A study published by the Bay Area Council Economic Institute in San Francisco, CA, concludes that the Affordable Care Act will be a boon for California’s economy, creating almost 100,000 new jobs and boosting economic output by $4.4 billion statewide.

May 22, 2012

2 Min Read
Affordable Care Act Is Good for Business, Says California Council

A study published yesterday by the Bay Area Council Economic Institute in San Francisco, CA, concludes that the Affordable Care Act will be a boon for California’s economy . . . if the Supreme Court does not strike down the legislation. It will create almost 100,000 new jobs across California and boost economic output by $4.4 billion, according to the Economic Impact of the Affordable Care Act on California report, which was published on May 21, 2012. Southern California will reap the biggest job gains, with almost 58,000 new jobs.

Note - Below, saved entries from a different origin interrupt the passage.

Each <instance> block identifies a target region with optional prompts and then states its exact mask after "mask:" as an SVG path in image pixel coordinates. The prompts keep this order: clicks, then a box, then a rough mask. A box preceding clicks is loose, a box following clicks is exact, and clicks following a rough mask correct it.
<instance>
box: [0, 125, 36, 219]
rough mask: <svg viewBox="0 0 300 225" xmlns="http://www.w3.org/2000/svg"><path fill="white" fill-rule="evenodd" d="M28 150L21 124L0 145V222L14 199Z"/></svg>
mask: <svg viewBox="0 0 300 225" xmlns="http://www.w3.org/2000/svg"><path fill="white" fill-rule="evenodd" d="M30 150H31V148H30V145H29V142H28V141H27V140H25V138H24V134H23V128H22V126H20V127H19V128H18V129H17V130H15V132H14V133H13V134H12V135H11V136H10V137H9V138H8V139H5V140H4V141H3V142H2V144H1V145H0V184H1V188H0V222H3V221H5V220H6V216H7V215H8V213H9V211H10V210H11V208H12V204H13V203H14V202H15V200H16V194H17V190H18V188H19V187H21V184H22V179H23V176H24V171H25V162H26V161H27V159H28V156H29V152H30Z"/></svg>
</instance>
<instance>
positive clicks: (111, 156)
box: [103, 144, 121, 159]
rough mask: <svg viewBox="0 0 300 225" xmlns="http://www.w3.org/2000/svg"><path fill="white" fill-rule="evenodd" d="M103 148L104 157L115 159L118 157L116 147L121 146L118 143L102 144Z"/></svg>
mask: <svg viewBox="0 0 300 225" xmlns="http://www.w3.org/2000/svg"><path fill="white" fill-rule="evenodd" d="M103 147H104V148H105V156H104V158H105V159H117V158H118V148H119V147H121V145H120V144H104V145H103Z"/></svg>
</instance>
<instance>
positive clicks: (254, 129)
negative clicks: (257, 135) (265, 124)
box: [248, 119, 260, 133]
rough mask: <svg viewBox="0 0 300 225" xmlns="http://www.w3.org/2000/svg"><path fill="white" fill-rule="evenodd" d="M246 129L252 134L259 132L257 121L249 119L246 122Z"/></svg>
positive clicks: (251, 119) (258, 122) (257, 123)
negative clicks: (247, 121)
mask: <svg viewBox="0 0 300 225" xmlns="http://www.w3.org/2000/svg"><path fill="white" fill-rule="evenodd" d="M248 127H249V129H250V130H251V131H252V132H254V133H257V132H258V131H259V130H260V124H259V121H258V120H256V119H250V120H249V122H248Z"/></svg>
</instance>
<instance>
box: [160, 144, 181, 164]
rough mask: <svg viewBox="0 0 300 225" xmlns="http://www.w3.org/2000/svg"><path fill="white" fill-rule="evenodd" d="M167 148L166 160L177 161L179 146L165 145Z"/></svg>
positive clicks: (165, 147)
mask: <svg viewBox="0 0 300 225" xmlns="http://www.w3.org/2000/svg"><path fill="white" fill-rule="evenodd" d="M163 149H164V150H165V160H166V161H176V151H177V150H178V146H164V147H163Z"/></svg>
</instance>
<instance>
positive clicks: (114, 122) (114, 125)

The report posits that an overall rise in economic activity, driven by increased spending on healthcare and medical services, will lift other parts of the economy and stimulate employment. Net economic activity would increase by $3 billion in Southern California, again the greatest beneficiary in the state.

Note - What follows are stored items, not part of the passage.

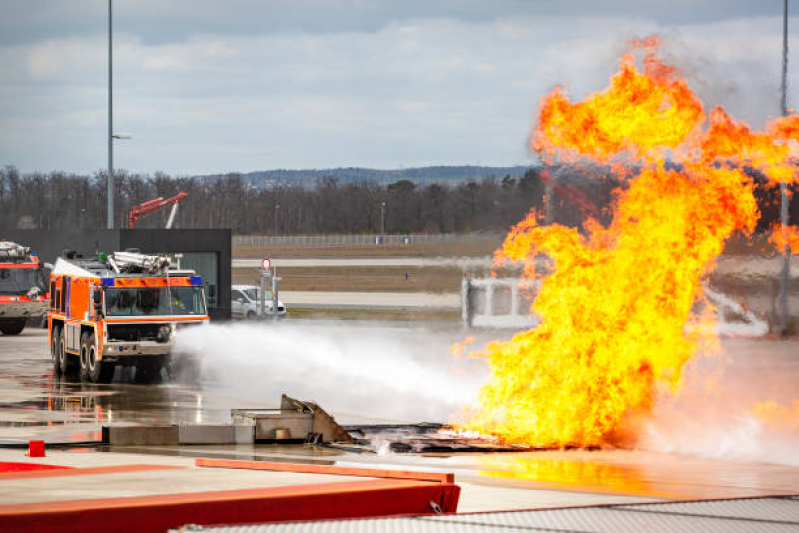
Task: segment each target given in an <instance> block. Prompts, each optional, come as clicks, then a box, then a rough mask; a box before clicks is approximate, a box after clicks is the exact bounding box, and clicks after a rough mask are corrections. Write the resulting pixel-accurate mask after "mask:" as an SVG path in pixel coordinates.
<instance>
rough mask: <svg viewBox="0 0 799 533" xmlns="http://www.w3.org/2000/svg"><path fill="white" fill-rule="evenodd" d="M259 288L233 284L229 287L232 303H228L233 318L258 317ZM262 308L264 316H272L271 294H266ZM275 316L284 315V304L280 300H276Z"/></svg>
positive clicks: (283, 315)
mask: <svg viewBox="0 0 799 533" xmlns="http://www.w3.org/2000/svg"><path fill="white" fill-rule="evenodd" d="M260 293H261V288H260V287H256V286H255V285H233V286H232V287H231V291H230V294H231V298H232V300H233V301H232V303H231V305H230V314H231V316H232V317H233V318H243V319H246V320H253V319H255V318H257V317H258V310H259V309H260V306H261V299H260ZM264 309H265V311H266V316H274V313H272V294H271V293H267V294H266V302H264ZM277 316H278V317H279V318H283V317H285V316H286V306H285V305H283V302H281V301H280V300H278V301H277Z"/></svg>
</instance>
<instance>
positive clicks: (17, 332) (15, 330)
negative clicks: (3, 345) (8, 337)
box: [0, 318, 25, 335]
mask: <svg viewBox="0 0 799 533" xmlns="http://www.w3.org/2000/svg"><path fill="white" fill-rule="evenodd" d="M23 329H25V319H24V318H23V319H13V318H11V319H8V320H2V321H0V331H2V332H3V335H19V334H20V333H22V330H23Z"/></svg>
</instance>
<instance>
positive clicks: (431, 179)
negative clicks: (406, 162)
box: [194, 165, 531, 189]
mask: <svg viewBox="0 0 799 533" xmlns="http://www.w3.org/2000/svg"><path fill="white" fill-rule="evenodd" d="M529 168H531V167H529V166H514V167H481V166H473V165H461V166H433V167H418V168H401V169H395V170H378V169H374V168H356V167H351V168H329V169H308V170H284V169H277V170H258V171H255V172H247V173H242V174H240V175H241V177H242V179H244V181H245V182H246V183H249V184H250V185H251V186H253V187H255V188H257V189H271V188H275V187H279V186H289V185H293V186H297V185H299V186H301V187H305V188H309V189H312V188H314V187H316V186H317V184H318V183H319V181H320V180H321V179H322V178H324V177H327V176H332V177H335V178H336V179H337V180H338V182H339V184H345V183H363V182H373V183H377V184H380V185H387V184H389V183H394V182H397V181H400V180H408V181H412V182H414V183H416V184H419V185H427V184H430V183H440V184H446V185H457V184H458V183H462V182H464V181H470V180H476V181H479V180H482V179H483V178H488V177H490V176H494V177H496V178H500V179H501V178H503V177H504V176H506V175H510V176H512V177H514V178H518V177H521V176H522V175H524V173H525V172H526V171H527V170H528V169H529ZM227 175H230V173H228V174H209V175H204V176H194V177H195V178H198V179H206V180H217V179H219V178H223V177H225V176H227Z"/></svg>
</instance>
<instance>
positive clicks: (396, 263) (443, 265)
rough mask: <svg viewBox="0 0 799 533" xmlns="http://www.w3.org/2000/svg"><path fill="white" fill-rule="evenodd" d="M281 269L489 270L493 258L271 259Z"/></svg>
mask: <svg viewBox="0 0 799 533" xmlns="http://www.w3.org/2000/svg"><path fill="white" fill-rule="evenodd" d="M270 261H271V262H272V266H275V267H279V268H319V267H322V268H325V267H328V268H332V267H378V266H394V267H458V268H488V267H490V266H491V264H492V261H493V260H492V258H491V257H490V256H486V257H335V258H329V257H308V258H282V257H276V258H270ZM233 268H261V259H235V258H234V259H233Z"/></svg>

The figures take into account the dampening effect that provisions such as the employer mandate is expected to have on hiring and economic activity; however, the study maintains that the employer mandate is a "crucial tool" for the overall expansion of healthcare coverage, which is a net job creator in the state.

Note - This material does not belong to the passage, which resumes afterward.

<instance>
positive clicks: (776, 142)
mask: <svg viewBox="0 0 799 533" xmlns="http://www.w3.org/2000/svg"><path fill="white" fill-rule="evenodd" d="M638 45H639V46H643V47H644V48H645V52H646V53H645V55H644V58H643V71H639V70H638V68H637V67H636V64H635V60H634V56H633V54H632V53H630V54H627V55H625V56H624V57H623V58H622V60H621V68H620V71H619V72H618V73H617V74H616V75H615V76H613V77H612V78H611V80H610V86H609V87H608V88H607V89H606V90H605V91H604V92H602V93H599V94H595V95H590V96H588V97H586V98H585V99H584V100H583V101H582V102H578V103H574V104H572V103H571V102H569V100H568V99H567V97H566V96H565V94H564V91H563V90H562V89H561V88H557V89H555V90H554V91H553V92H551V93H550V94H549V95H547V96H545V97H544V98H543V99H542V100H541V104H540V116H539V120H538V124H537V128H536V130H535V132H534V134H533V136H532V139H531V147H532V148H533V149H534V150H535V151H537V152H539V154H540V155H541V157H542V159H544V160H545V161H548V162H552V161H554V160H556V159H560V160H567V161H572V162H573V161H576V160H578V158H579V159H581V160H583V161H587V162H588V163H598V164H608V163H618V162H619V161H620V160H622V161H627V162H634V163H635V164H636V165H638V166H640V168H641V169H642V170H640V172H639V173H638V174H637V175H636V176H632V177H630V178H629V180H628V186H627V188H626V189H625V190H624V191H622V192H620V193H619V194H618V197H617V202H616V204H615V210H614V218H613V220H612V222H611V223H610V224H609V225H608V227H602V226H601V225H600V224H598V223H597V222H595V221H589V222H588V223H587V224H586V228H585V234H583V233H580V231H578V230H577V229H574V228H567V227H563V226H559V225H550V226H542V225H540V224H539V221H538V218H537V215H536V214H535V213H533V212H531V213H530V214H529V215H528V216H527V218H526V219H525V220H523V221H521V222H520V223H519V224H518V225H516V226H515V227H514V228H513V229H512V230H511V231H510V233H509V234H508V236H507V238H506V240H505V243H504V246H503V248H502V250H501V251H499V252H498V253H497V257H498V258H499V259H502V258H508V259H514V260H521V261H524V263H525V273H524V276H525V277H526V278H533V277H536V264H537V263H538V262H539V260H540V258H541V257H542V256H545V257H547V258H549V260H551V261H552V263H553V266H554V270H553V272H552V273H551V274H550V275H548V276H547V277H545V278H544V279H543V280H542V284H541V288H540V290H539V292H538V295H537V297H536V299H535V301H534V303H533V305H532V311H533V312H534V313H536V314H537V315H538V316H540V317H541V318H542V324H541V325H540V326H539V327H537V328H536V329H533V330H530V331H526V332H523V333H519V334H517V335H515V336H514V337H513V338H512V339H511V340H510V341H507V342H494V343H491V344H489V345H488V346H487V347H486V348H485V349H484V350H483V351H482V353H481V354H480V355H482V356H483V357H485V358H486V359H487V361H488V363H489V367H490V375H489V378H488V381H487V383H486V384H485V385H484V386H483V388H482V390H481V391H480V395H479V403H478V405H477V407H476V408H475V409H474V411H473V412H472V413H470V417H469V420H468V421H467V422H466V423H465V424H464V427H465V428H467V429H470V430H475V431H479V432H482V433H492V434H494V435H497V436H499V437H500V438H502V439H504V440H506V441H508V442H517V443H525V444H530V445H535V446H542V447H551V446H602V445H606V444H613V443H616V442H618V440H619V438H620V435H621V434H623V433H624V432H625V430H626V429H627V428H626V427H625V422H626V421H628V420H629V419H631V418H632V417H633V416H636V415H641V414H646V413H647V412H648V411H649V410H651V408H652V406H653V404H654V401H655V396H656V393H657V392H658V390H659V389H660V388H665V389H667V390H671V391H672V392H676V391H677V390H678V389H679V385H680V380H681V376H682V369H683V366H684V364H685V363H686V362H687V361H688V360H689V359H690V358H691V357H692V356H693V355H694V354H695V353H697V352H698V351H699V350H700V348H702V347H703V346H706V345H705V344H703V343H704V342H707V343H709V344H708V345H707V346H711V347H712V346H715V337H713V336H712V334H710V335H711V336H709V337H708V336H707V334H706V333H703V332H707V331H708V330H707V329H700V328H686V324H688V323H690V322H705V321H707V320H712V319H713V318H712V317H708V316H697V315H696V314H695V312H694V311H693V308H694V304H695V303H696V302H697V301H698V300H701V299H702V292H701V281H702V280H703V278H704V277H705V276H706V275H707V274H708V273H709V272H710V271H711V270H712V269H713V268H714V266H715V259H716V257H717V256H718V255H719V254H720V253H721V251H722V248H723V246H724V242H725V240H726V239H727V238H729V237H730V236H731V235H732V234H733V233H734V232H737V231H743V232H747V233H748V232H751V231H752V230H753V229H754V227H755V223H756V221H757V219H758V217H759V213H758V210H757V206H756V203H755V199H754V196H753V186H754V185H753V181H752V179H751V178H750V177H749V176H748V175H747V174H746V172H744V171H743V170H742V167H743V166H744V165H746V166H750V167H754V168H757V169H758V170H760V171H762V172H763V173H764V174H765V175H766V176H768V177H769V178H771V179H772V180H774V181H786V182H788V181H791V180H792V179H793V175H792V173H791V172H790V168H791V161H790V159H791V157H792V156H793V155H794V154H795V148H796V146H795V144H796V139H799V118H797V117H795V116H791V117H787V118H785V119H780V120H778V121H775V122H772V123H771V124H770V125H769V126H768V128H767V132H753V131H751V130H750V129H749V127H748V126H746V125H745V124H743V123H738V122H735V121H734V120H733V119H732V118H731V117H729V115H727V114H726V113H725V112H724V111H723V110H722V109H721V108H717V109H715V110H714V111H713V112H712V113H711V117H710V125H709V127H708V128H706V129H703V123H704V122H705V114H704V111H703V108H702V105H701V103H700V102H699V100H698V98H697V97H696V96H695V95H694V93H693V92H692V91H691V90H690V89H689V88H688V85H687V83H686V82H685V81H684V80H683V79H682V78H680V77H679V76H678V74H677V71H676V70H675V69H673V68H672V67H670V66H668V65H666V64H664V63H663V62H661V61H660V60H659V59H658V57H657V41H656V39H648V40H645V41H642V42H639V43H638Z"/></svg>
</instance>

Moreover, expanding healthcare coverage will result in a healthier workforce and prevent workers from being sidelined because of health problems, says the study. Broader coverage also will reduce a disincentive among workers to seek other employment opportunities because they are worried about changing health insurance.

The device tax, which has been the subject of fierce debate within the medtech industry, only makes a cameo appearance in the study. “The tax on medical devices has the potential to influence the market," note the study authors. “As it is a 2.3% tax on sales of taxable medical devices, and not a lump sum, it will likely affect prices. However, given that the market for these devices is quite inelastic, this increase in prices is likely to be passed on to consumers through higher prices for insurance.”

The study is careful to note that "the ultimate impact of health care reform—both in terms of its true economic implications and whether it achieves its substantive policy goals—depends heavily on implementation, which will require close partnership between the federal government, the states, and the private, charitable, and non-profit sectors."